Balçiçek Pamir
(Habertürk, 16 Mayıs 2012)
Beni alsınlar çoluk çocukla uğraşmasınlar!
Hay o telefonu etmez olaydım...
Sana ne Balçiçek, sana ne...
Üstüne vazife mi?
Telefonu kapattıktan sonra tam da bu histeydim...
Oysa üstüme vazife...
Bir tarafım gazeteci. Haber doğru mu değil mi, detayları nedir öğrenmem lazım...
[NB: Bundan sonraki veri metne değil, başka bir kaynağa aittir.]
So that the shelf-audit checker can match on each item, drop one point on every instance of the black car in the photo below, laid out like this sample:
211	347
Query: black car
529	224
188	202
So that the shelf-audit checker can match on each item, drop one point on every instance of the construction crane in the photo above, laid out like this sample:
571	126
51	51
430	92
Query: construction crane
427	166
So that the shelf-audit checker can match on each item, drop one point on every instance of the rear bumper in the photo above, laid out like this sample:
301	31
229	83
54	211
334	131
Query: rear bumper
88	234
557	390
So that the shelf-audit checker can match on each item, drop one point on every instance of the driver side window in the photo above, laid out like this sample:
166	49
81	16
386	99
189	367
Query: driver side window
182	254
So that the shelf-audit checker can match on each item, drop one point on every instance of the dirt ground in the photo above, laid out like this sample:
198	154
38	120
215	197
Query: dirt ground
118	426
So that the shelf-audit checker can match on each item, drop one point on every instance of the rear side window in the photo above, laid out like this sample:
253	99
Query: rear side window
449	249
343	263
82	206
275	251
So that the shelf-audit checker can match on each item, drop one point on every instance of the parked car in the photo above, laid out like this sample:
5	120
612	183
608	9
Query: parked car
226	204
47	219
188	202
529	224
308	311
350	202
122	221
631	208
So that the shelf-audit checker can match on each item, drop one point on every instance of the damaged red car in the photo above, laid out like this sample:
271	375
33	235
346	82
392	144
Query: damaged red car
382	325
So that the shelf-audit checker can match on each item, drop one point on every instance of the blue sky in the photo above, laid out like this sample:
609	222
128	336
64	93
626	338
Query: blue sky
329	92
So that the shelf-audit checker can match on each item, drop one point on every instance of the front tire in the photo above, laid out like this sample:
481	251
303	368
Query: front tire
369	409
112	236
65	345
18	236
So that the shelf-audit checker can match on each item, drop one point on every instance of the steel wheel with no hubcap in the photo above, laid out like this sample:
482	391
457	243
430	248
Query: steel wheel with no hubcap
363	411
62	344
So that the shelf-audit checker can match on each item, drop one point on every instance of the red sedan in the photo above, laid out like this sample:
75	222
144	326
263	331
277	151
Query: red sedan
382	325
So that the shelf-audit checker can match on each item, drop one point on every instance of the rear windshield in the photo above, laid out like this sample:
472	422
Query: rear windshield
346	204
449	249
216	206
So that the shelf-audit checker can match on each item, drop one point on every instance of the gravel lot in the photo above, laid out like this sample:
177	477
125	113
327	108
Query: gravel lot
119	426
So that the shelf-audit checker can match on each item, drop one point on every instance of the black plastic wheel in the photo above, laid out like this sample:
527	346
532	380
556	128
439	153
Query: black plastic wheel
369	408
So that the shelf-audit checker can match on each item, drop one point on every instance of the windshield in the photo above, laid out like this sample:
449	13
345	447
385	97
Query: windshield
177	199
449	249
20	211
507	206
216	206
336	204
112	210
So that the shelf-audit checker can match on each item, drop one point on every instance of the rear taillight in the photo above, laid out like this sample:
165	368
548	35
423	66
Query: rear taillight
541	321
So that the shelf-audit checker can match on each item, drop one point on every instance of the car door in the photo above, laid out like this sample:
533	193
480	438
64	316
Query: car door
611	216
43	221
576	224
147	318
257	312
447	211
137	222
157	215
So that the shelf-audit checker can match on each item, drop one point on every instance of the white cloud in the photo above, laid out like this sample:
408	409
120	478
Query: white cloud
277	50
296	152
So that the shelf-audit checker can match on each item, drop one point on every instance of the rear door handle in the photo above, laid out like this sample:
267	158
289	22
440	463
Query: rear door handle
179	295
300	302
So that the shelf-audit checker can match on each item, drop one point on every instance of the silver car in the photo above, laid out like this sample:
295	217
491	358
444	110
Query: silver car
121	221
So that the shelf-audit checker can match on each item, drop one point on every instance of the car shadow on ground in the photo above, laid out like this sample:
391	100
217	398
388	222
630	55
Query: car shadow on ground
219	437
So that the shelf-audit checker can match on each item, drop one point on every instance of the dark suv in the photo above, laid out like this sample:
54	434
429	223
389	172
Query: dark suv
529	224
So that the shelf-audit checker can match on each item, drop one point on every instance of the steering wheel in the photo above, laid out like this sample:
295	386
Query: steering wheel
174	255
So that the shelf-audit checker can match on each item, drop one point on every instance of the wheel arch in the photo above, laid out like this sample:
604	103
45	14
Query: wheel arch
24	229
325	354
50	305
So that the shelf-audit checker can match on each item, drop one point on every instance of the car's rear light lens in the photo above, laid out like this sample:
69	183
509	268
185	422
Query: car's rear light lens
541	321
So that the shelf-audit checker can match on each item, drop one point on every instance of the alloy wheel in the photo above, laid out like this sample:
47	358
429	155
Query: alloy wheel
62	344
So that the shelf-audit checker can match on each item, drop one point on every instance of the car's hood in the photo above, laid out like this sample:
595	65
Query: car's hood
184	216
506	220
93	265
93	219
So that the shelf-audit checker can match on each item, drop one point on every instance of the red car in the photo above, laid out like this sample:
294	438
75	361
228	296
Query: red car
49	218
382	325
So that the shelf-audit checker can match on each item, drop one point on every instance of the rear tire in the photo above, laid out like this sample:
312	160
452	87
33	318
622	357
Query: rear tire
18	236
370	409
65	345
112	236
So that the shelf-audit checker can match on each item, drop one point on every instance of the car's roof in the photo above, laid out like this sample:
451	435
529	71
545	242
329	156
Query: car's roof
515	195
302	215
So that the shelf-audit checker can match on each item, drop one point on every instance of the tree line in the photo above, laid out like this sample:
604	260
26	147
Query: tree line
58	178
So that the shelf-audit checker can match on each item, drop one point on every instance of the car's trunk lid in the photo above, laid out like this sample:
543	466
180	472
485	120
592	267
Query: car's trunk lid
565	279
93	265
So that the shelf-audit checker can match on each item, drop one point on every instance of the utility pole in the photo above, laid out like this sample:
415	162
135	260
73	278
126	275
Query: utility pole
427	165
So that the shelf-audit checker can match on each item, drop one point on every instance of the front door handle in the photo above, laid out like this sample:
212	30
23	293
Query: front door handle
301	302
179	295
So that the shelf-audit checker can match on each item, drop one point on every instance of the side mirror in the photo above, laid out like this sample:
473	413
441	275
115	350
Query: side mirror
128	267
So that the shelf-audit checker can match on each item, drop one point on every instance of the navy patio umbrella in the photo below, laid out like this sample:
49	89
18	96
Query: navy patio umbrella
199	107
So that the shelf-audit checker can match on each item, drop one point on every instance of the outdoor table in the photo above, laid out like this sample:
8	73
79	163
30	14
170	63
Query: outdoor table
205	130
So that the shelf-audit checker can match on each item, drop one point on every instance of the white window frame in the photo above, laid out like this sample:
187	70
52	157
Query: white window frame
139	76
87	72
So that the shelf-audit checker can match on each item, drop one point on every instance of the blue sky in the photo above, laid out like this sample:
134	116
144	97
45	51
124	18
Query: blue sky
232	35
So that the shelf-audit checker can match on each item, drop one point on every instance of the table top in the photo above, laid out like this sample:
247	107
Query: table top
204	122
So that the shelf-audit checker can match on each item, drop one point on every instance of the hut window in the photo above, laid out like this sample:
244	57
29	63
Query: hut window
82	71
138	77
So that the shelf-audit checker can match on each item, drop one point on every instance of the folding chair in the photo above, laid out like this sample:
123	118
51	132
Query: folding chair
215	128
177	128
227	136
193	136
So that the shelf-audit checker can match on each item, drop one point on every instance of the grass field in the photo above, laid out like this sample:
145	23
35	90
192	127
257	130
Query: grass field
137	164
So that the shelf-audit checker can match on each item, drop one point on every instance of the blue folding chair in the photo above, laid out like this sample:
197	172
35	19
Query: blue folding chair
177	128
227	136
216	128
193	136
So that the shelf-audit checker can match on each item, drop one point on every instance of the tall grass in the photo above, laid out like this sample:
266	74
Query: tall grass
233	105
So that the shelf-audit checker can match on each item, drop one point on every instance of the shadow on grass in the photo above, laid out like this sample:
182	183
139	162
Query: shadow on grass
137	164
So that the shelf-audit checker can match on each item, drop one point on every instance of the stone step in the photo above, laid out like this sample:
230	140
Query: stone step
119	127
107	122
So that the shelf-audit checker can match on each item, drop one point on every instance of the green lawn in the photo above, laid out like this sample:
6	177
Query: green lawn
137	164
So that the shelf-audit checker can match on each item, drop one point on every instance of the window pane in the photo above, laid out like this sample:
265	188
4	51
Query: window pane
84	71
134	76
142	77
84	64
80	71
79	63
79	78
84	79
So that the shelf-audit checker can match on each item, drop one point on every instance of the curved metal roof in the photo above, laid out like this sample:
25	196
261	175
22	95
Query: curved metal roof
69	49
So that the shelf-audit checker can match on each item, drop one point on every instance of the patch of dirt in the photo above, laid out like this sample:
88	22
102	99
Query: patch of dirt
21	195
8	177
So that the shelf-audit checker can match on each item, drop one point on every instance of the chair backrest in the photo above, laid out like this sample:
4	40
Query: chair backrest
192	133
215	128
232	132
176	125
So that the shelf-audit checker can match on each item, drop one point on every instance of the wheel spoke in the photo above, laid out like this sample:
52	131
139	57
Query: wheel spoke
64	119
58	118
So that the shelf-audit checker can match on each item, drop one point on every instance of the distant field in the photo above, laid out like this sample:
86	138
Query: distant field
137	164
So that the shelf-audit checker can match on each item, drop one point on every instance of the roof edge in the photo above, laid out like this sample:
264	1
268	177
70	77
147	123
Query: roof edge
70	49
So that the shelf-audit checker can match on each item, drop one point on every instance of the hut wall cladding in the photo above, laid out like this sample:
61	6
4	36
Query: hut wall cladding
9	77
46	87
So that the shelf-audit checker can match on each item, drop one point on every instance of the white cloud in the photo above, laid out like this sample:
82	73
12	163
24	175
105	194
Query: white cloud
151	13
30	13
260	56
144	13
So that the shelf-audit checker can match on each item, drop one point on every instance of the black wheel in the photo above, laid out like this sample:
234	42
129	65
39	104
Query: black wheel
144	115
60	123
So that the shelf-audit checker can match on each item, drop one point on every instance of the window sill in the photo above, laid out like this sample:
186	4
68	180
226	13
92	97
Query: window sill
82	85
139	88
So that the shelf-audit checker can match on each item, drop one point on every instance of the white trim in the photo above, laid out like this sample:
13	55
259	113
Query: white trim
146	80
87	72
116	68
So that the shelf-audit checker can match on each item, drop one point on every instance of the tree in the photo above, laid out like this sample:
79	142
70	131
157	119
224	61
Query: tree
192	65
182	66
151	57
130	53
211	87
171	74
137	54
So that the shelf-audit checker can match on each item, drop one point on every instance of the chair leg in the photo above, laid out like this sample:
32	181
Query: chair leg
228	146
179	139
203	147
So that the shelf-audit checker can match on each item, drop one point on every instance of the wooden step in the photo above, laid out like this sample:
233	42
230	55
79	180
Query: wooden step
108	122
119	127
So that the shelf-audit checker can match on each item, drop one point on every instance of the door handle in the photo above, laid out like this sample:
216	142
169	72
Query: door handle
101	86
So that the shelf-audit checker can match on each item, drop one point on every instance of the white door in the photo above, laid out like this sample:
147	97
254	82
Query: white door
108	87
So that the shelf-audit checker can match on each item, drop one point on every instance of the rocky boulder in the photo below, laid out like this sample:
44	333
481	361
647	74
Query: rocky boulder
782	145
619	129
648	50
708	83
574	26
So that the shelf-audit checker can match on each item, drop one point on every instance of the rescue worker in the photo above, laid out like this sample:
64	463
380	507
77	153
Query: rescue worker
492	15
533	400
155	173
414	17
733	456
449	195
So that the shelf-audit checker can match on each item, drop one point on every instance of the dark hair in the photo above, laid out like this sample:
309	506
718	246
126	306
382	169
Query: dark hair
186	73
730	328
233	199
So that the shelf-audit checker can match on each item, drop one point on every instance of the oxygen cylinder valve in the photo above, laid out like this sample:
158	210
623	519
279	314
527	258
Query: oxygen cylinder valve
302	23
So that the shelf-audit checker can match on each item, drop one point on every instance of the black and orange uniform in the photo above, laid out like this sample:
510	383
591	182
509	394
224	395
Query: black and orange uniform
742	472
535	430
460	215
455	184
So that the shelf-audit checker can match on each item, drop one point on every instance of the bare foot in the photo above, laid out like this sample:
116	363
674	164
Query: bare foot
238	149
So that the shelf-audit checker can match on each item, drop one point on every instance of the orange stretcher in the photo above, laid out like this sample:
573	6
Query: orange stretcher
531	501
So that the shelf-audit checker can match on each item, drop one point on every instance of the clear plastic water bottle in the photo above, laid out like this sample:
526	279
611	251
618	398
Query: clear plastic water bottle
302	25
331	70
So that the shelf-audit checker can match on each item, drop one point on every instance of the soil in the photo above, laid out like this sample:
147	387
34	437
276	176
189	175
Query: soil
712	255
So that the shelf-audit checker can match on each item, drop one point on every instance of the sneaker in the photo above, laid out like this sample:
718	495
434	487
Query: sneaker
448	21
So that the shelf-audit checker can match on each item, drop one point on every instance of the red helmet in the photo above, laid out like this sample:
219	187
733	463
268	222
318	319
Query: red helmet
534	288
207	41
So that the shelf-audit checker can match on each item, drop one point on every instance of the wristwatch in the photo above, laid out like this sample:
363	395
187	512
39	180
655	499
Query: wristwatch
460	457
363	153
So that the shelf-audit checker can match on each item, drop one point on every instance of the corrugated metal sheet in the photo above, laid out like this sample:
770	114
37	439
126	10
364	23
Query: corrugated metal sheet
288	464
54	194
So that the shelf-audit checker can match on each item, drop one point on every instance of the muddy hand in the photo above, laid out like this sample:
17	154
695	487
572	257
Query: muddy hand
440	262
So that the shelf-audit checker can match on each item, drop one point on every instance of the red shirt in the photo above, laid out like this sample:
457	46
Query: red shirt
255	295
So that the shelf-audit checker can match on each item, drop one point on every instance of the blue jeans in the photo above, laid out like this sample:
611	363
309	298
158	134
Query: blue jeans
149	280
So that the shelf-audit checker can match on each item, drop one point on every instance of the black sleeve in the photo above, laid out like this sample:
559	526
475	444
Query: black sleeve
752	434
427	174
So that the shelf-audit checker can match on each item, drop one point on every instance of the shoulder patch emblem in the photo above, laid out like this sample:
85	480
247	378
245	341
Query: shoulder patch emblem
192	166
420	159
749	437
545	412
Diğer tarafım dost... Adam benim için çok kıymetli... Hayata karşı duruşunu, tavrını, bakış açısını saygıyla izlediğim isimlerden biri... Yürekli üstelik! Öyle yalan dolan değil söyledikleri, savundukları, yüksek sesle dile getirdikleri... Bırakın beni, bu ülke için önemli bir isim o...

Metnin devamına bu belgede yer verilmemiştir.